Il doit continuer à faire son métier de roi.
Demain, dans la forêt de Fontainebleau, il chassera le cerf en calèche.
28.
Louis se tient debout, au pied du lit où la duchesse de Bourgogne, les jambes écartées et repliées, geint et halète depuis plusieurs heures déjà, entourée des médecins, des chirurgiens et des dames.
Il espère que la naissance de celui dont il n’imagine pas qu’il puisse ne pas être un mâle, son arrière-petit-fils, aura lieu avant la fin de cet après-midi du 25 juin 1704.
Il l’attend, comme toute la famille royale rassemblée dans la chambre de Marie-Adélaïde, duchesse de Bourgogne.
Mme de Maintenon est à la tête du lit, et serre la main de la duchesse.
Il voit le duc de Berry traverser la chambre, pour se rendre dans un cabinet voisin où s’est retiré le duc de Bourgogne, trop ému pour demeurer dans la chambre, à entendre et à voir son épouse en proie aux douleurs de l’accouchement.
L’attente se prolonge.
Louis s’appuie sur sa canne. Mais depuis le matin les douleurs se sont calmées, comme si l’espoir de voir naître un arrière-petit-fils les avait refoulées, et avec elles la fatigue et les préoccupations de ces derniers mois.
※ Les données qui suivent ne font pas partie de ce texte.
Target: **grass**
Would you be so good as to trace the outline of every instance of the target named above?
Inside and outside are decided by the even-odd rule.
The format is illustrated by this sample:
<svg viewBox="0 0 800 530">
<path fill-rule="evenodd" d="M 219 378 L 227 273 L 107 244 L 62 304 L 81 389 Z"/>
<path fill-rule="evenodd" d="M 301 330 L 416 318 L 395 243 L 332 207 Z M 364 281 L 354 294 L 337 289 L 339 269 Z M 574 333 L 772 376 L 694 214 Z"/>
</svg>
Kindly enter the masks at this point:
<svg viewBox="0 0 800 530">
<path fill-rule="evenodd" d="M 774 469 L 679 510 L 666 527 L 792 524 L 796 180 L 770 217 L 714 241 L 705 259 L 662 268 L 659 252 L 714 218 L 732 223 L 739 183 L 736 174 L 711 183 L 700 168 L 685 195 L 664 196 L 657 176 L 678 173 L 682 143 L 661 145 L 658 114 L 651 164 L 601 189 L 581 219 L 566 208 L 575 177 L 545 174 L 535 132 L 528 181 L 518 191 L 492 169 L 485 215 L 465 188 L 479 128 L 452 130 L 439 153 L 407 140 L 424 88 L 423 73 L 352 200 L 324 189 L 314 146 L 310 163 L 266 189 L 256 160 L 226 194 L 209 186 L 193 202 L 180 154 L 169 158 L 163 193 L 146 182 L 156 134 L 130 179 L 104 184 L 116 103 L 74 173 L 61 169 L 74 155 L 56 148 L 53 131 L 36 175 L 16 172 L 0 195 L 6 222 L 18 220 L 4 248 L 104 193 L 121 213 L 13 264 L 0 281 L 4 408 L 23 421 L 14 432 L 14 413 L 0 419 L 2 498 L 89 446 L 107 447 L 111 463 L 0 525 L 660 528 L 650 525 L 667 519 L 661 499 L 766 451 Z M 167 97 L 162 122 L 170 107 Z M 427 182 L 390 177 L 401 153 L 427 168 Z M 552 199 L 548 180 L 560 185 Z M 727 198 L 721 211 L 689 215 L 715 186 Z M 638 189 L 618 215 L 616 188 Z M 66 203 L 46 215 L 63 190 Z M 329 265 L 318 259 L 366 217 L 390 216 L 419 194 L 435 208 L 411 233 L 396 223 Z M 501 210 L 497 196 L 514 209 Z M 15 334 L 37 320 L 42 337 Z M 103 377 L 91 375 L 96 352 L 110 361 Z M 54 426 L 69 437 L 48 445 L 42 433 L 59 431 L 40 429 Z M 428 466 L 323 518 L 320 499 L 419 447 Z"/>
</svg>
Il y a eu ces disputes de cour, l’hostilité renaissante, après leur réconciliation, entre Mme de Maintenon et Élisabeth Charlotte.
La Palatine confie à qui veut bien l’entendre – et à la Cour ils le veulent tous :
— Cette dame me haïra jusqu’à sa mort. Quelque bonne mine qu’elle puisse faire, je vois bien la fausseté au travers. Il y a trop longtemps que je la connais pour avoir pu m’y tromper.
Madame se plaint aussi de la duchesse de Bourgogne :
— Elle me hait d’une manière si atroce que ses traits s’altèrent rien qu’à me regarder, dit-elle, toujours en confidence !
Louis sait bien que la cour est un nid de jalousies et donc de haines et de rumeurs. Il y a vécu depuis l’enfance. Et il s’en méfie, s’en protégeant par le silence et l’impassibilité.
Il reçoit Mme la Palatine, après le souper.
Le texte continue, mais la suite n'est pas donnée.